With the need for cheaper energy to boost the manufacturing sector, the Head of State outlined Guyana’s energy generation potential and called for investments in solar and wind energy, biomass and hydropower.
“We can generate electricity from about 100 sites… We have huge savannahs and the sunlight is sufficient to generate electricity in many of our hinterland communities… We are the largest CARICOM [Caribbean Community] sugar producer up to the present time and although there have been uncertainties in market in the European Union, we still have a viable sugar industry, which can generate enough biomass to produce energy,” he said.
Even as the administration works to steadily improve Guyana’s reputation as an attractive investment destination, President Granger told those gathered that progress is already being made, with regard to the legal and regulatory environment.
This, he said, combined with the fact that Guyana, the only English-speaking country on the continent of South America, has a similar common law, parliamentary system and institutional infrastructure that can be found in other Commonwealth countries means that there would be some ease of doing business for companies from those parts of the world.
“We can assure that your profits can be repatriated.
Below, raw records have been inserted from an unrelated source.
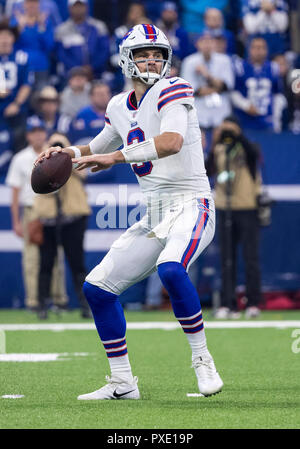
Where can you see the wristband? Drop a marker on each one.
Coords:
(140, 152)
(77, 152)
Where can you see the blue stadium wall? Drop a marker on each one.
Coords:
(280, 242)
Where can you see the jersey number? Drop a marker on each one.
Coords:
(137, 135)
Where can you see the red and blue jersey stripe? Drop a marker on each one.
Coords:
(197, 232)
(115, 348)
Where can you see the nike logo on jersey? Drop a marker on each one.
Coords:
(119, 395)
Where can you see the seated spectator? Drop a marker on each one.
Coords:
(256, 86)
(214, 22)
(211, 76)
(49, 7)
(48, 111)
(193, 13)
(16, 82)
(36, 38)
(136, 14)
(64, 215)
(82, 41)
(75, 95)
(267, 19)
(91, 119)
(178, 37)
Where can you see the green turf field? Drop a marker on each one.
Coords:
(258, 366)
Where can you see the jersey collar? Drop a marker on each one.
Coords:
(131, 100)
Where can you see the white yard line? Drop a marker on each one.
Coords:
(164, 325)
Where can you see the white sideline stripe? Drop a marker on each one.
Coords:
(93, 241)
(130, 194)
(164, 325)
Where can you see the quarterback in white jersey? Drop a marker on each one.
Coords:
(157, 125)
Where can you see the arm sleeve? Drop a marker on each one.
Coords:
(174, 118)
(106, 141)
(14, 177)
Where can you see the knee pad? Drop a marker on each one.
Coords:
(96, 295)
(171, 274)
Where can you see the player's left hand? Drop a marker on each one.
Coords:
(96, 162)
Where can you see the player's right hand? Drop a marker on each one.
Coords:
(47, 153)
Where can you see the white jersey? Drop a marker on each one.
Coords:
(181, 172)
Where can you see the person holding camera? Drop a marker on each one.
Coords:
(233, 161)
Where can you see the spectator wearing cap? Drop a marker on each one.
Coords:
(257, 93)
(82, 41)
(214, 22)
(19, 179)
(267, 19)
(36, 38)
(48, 110)
(90, 120)
(49, 7)
(64, 215)
(16, 82)
(75, 95)
(178, 37)
(211, 75)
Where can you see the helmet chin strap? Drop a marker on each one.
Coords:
(148, 77)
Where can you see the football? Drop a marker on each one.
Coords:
(52, 173)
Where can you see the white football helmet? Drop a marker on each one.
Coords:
(144, 36)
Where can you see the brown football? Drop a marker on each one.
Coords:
(52, 173)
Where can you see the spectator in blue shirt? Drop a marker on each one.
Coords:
(82, 41)
(257, 88)
(36, 38)
(267, 19)
(178, 37)
(90, 120)
(15, 85)
(49, 7)
(214, 23)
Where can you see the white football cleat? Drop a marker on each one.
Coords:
(115, 389)
(252, 312)
(209, 381)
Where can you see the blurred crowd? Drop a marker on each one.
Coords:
(59, 68)
(59, 61)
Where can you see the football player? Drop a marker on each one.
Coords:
(157, 124)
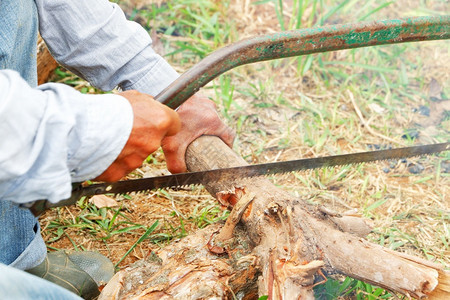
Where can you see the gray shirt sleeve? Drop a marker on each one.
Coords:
(93, 39)
(53, 135)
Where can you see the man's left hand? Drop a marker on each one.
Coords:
(198, 117)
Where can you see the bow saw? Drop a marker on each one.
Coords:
(268, 47)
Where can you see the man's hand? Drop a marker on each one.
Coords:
(198, 117)
(152, 122)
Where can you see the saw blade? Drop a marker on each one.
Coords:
(231, 174)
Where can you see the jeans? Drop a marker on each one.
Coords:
(21, 244)
(16, 284)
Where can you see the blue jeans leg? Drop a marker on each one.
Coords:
(21, 244)
(16, 284)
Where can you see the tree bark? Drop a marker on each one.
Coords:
(280, 247)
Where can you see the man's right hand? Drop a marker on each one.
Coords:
(152, 122)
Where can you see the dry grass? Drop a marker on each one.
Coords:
(293, 115)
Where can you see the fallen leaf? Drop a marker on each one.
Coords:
(101, 201)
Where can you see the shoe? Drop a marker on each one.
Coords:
(82, 273)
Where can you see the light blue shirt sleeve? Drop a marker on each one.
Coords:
(93, 39)
(53, 135)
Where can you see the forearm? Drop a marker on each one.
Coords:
(94, 40)
(54, 135)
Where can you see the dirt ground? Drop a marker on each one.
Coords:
(407, 201)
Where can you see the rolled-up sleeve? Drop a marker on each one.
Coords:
(53, 135)
(93, 39)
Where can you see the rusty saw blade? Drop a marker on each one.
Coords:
(231, 174)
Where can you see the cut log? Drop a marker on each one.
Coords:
(282, 244)
(46, 64)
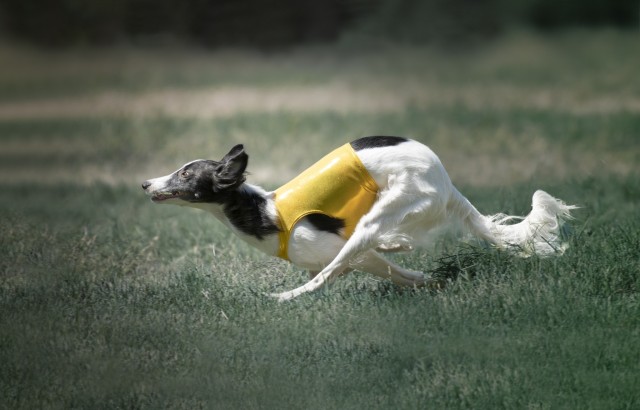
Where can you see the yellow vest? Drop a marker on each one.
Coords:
(338, 186)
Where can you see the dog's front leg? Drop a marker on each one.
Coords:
(387, 212)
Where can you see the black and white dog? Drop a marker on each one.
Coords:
(410, 193)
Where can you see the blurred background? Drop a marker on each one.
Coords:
(108, 301)
(121, 90)
(276, 24)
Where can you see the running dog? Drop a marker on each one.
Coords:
(372, 195)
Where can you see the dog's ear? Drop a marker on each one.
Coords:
(230, 172)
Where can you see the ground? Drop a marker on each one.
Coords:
(107, 300)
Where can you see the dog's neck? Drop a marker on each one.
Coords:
(250, 212)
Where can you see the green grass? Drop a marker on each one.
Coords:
(108, 301)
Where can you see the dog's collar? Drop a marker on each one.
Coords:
(338, 186)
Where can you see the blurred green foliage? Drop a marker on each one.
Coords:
(268, 24)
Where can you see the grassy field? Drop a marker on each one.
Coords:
(107, 301)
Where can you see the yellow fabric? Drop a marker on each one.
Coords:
(338, 186)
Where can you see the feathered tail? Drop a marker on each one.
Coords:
(541, 233)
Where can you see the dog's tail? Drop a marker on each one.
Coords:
(542, 232)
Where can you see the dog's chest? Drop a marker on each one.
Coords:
(338, 186)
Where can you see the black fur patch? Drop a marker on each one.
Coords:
(326, 223)
(246, 211)
(377, 142)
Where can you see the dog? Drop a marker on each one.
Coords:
(373, 195)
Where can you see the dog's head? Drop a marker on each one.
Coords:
(200, 180)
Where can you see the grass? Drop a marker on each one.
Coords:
(107, 301)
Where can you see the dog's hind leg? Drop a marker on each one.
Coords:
(387, 213)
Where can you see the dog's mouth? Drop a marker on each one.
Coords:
(163, 196)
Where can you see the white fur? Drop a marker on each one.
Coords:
(416, 196)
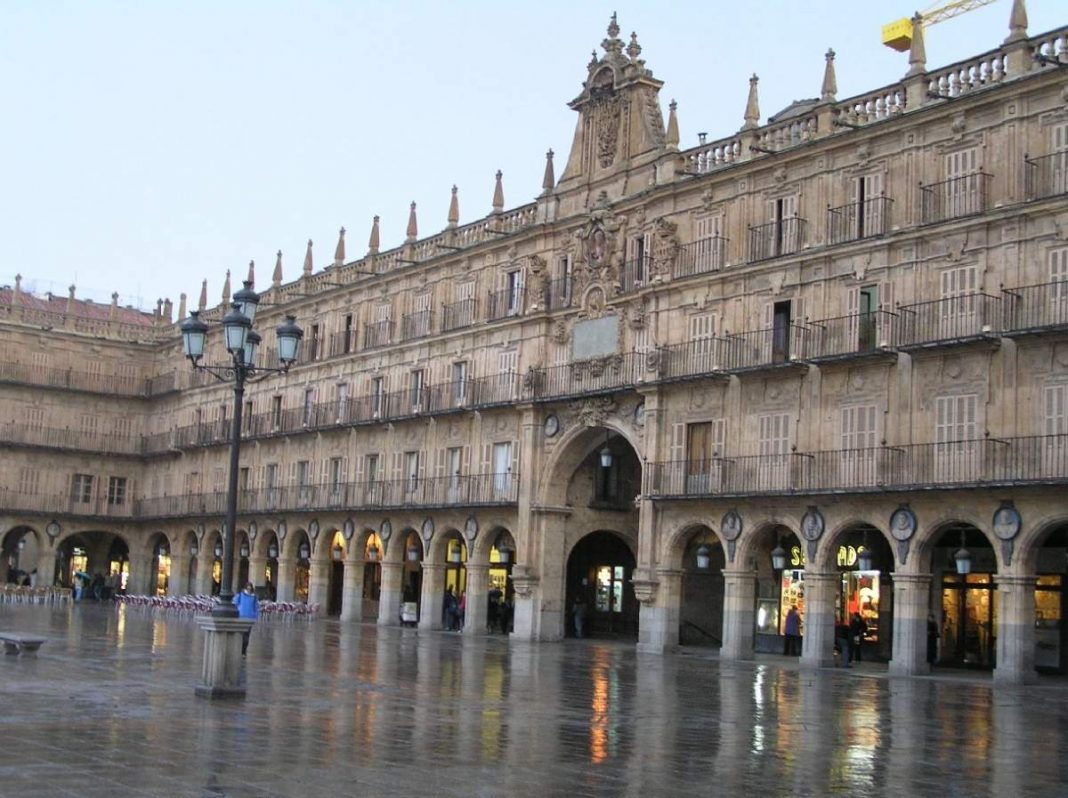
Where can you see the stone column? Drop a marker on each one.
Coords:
(177, 583)
(739, 601)
(1016, 629)
(525, 609)
(318, 582)
(257, 572)
(817, 645)
(658, 623)
(351, 591)
(286, 579)
(477, 598)
(911, 606)
(389, 596)
(432, 603)
(140, 573)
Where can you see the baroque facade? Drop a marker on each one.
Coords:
(839, 335)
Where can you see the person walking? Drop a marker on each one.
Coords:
(792, 631)
(579, 615)
(248, 608)
(858, 628)
(842, 641)
(932, 637)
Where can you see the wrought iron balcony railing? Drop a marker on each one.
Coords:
(848, 337)
(1036, 308)
(977, 463)
(955, 198)
(702, 257)
(859, 220)
(783, 237)
(1046, 175)
(459, 314)
(949, 321)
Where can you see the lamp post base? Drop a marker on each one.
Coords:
(221, 675)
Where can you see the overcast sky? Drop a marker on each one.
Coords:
(147, 145)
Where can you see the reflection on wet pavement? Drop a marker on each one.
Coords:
(339, 709)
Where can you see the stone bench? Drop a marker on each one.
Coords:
(15, 642)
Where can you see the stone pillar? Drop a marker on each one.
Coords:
(177, 584)
(1016, 629)
(817, 645)
(525, 609)
(911, 606)
(140, 575)
(658, 623)
(286, 579)
(475, 616)
(739, 601)
(222, 675)
(351, 591)
(433, 600)
(318, 582)
(389, 596)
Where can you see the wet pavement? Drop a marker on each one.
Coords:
(107, 708)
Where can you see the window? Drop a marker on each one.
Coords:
(708, 244)
(29, 480)
(961, 191)
(415, 389)
(410, 471)
(502, 470)
(955, 432)
(81, 488)
(116, 490)
(514, 285)
(377, 395)
(459, 381)
(341, 394)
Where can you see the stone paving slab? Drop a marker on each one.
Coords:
(107, 708)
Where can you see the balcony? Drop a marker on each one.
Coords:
(954, 199)
(1035, 309)
(978, 463)
(471, 490)
(1046, 176)
(342, 342)
(859, 220)
(634, 275)
(415, 325)
(771, 348)
(458, 314)
(377, 333)
(504, 303)
(76, 440)
(948, 322)
(558, 294)
(585, 377)
(701, 257)
(845, 338)
(783, 237)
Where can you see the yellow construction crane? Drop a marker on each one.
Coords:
(898, 34)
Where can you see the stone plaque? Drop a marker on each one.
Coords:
(595, 338)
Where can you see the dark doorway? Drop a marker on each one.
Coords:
(336, 584)
(600, 569)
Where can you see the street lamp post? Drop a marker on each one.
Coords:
(241, 343)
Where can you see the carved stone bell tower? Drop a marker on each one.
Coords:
(621, 125)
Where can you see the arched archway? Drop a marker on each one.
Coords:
(599, 573)
(967, 612)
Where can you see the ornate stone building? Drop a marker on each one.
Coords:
(838, 337)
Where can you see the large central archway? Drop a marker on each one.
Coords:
(599, 573)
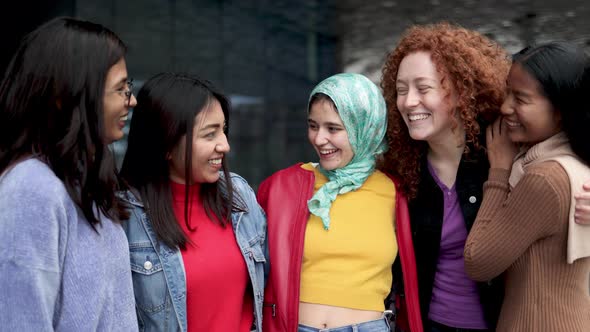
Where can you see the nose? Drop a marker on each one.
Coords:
(506, 108)
(223, 145)
(132, 101)
(320, 137)
(411, 99)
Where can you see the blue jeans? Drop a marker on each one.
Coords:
(377, 325)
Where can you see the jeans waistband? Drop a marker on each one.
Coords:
(377, 325)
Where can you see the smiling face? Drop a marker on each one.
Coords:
(528, 115)
(425, 105)
(116, 107)
(209, 146)
(328, 136)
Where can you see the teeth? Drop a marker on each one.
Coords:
(416, 117)
(512, 123)
(328, 151)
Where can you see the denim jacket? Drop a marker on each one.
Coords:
(158, 270)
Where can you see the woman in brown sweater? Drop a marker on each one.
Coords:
(525, 226)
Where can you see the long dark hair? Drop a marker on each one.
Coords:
(562, 70)
(167, 105)
(51, 107)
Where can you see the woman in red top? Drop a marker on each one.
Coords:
(196, 234)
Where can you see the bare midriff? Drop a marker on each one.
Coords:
(323, 316)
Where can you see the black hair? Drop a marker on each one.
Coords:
(562, 71)
(167, 105)
(51, 108)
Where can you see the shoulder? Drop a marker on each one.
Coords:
(294, 171)
(32, 181)
(239, 183)
(549, 175)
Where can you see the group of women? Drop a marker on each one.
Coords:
(453, 199)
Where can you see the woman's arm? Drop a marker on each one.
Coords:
(33, 232)
(507, 225)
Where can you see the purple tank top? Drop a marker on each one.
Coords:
(455, 299)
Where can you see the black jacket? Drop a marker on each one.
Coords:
(426, 218)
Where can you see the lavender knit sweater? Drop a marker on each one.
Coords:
(56, 272)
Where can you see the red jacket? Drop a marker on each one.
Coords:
(284, 196)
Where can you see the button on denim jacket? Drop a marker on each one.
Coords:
(158, 271)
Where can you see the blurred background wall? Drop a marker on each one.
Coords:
(268, 55)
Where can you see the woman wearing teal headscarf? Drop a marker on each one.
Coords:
(334, 226)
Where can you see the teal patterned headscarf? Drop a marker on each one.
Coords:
(362, 109)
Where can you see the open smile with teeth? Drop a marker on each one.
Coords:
(418, 117)
(327, 151)
(512, 124)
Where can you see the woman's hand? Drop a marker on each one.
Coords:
(501, 150)
(582, 213)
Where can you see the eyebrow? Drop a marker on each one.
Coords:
(521, 93)
(210, 126)
(121, 81)
(326, 123)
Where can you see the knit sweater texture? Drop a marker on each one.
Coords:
(57, 273)
(524, 234)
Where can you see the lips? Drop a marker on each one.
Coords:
(418, 117)
(512, 124)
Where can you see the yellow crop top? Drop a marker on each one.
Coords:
(349, 265)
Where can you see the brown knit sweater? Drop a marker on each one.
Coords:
(525, 234)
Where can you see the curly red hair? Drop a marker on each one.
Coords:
(472, 65)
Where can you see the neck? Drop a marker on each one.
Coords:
(445, 157)
(179, 191)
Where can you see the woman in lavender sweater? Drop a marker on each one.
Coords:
(64, 262)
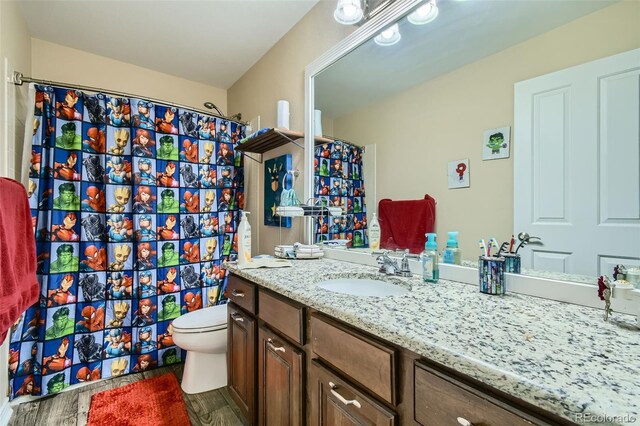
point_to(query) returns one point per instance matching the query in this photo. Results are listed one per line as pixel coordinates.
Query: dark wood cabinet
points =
(335, 402)
(291, 365)
(280, 381)
(241, 352)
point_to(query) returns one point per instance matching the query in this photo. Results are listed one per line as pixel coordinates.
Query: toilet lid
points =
(206, 319)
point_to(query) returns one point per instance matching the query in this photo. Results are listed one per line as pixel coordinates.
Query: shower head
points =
(211, 105)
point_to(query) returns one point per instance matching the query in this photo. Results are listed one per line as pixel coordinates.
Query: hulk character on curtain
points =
(134, 208)
(339, 183)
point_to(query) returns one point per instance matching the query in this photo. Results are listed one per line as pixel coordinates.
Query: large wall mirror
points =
(431, 98)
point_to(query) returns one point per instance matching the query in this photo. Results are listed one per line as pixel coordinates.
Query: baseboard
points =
(5, 412)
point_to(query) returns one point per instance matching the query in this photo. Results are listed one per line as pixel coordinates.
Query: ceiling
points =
(209, 41)
(464, 32)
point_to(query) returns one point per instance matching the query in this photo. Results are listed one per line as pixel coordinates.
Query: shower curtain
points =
(339, 182)
(134, 207)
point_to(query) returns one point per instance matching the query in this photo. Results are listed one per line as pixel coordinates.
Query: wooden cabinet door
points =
(280, 378)
(334, 402)
(241, 360)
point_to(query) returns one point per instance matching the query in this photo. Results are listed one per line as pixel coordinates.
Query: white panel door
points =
(577, 166)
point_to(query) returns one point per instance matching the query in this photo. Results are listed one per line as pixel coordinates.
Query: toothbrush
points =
(493, 243)
(483, 247)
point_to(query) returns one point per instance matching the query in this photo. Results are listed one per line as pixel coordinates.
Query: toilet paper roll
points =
(283, 114)
(317, 122)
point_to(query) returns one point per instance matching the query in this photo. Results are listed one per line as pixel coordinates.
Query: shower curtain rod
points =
(19, 79)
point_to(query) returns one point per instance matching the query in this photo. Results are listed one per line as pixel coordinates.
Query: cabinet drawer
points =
(285, 316)
(369, 363)
(440, 399)
(335, 402)
(242, 293)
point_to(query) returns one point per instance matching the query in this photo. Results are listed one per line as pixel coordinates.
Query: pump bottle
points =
(244, 240)
(429, 259)
(374, 233)
(452, 254)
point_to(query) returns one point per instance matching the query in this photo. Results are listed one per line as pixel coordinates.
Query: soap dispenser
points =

We can assure you that our legal system, our Judiciary, our Ombudsman, our Auditor General, our elections are all entirely in consonance with what is required in Western Europe and the Commonwealth.
“Only last year we had our Local Government Elections, which under the previous administration had been suspended for nearly two decades. When the elections were held, we created three new towns. The urbanisation of our hinterland is proceeding apace. ,” he said.
Supporting this point, Minister Greenidge said that prior to the 2015 elections, there were serious concerns that the device for setting rules and for allocating resources in the various sectors were less than transparent and that there were instances of discrimination, as a result of a number of factors including corruption.
“This is something that the current Government has been mandated to address… regulations have been changed, laws have been amended in a wide range of ways, including in relation to money laundering and funding of terrorism, legislation pertaining to the mining sector and the updating of legislation in relation to forestry and the like,” he said.
From the foreign policy point of view, the President spoke of the various regional and international bodies with which Guyana is affiliated.
There are the Union of South American States (UNASUR), the Organisation of American States, CARICOM, Common Market of the South (MERCOSUR), Community of Latin American and Caribbean States (CELAC) and the United Nations.
He also updated the gathering on the Guyana-Venezuela border controversy and assured investors that the matter is on its way to being resolved.
The Head of State met with Queen Elizabeth II yesterday, at Windsor Castle.